Until now, VR systems have tracked the head and hands. This could soon change: the predictive talent of artificial intelligence enables realistic full-body tracking and therefore better avatar embodiment based solely on data from the sensors of the helmet and controllers.
Meta has already demonstrated that AI is a fundamental technology for virtual reality and augmented reality with hand tracking for Quest: a neural network trained with many hours of hand movements enables robust hand tracking even with the Quest headset’s low-resolution cameras, which aren’t specifically optimized for hand tracking.
This is powered by the predictive talent of artificial intelligence: thanks to the prior knowledge acquired during the training, a few inputs from the real world are enough for an accurate translation of the hands in the virtual world. A full real-time acquisition including VR rendering would require a lot more power.
From hand tracking to body tracking via AI prediction
In a new project, Meta researchers transfer this principle of hand tracking, i.e. the most plausible and physically correct simulation of virtual body movements based on real movements by training an AI with tracking data. previously collected, to the whole body. QuestSim can realistically animate a full avatar using only sensor input from the headset and two controllers.
The Meta team trained QuestSim AI with artificially generated sensor data. For this, the researchers simulated the movements of the headset and controllers based on eight hours of motion capture clips from 172 people. That way, they didn’t have to capture headphone and controller data along with body movements from scratch.

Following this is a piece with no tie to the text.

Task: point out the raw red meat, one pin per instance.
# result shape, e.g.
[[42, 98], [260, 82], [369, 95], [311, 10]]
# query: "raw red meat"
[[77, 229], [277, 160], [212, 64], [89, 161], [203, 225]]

The motion capture clips included 130 minutes of walking, 110 minutes of jogging, 80 minutes of informal conversation with gestures, 90 minutes of whiteboard discussion and 70 minutes of balance. The avatar simulation training with reinforcement learning lasted about two days.

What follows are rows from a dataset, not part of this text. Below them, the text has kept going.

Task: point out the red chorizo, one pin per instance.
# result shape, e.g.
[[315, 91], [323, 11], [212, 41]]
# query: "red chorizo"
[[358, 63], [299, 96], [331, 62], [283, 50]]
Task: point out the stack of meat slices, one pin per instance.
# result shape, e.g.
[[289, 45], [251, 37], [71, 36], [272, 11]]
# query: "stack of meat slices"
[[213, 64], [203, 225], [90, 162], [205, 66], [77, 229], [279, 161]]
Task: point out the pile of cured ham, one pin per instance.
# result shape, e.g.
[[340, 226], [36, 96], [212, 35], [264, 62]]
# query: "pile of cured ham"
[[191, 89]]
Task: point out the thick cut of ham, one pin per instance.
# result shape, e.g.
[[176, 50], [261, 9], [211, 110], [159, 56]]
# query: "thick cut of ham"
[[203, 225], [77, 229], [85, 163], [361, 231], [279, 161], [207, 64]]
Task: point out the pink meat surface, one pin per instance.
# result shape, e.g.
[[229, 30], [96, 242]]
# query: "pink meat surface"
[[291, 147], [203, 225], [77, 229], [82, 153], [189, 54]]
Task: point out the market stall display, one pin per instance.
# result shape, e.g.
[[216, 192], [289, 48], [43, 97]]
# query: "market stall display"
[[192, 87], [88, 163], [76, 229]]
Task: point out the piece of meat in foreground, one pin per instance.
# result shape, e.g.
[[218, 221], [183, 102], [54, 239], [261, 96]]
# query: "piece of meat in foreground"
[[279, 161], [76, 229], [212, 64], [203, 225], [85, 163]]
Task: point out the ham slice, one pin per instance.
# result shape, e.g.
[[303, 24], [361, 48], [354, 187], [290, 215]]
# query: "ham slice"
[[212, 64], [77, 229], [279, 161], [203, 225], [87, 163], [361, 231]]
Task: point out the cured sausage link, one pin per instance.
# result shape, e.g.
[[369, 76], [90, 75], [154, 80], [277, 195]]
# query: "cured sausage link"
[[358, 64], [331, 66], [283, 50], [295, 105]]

Post workout, QuestSim can recognize the movement a person makes based on the actual data from the headset and controller. Using AI prediction, QuestSim can even simulate the movements of body parts such as legs for which no real-time sensor data is available, but for which the simulated movements were part of the set of synthetic motion capture data, i.e. learned by AI. For plausible movements, the avatar is also subject to the rules of a physical simulator.
The helmet alone is enough for a believable full-body avatar
QuestSim works for people of different sizes. However, if the avatar differs from the proportions of the real person, it affects the animation of the avatar. For example, a tall avatar for a short person walks bent over. The researchers still see potential for optimization in this.

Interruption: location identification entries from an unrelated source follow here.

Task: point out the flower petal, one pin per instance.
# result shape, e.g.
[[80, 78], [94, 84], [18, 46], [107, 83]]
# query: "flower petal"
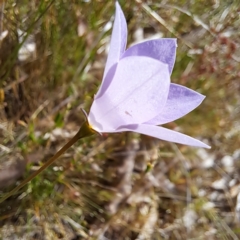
[[164, 134], [117, 46], [181, 100], [163, 50], [136, 94]]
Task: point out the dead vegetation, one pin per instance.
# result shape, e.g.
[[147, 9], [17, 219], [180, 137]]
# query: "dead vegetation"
[[121, 186]]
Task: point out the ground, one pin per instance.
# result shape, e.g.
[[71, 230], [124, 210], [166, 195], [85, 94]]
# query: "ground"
[[116, 186]]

Meta’s research team also shows that helmet sensor data alone, along with AI prediction, is sufficient for a believable and physically correct animated full avatar.
AI motion prediction works best for movements that have been included in training data and have a strong correlation between upper body and leg movement. For complicated or very dynamic movements like fast sprints or jumps, the avatar may skid or fall. Also, since the avatar is physics-based, it does not support teleportation.
In further work, Meta researchers want to incorporate more detailed skeletal and body shape information into the training to improve the avatars’ movement variety.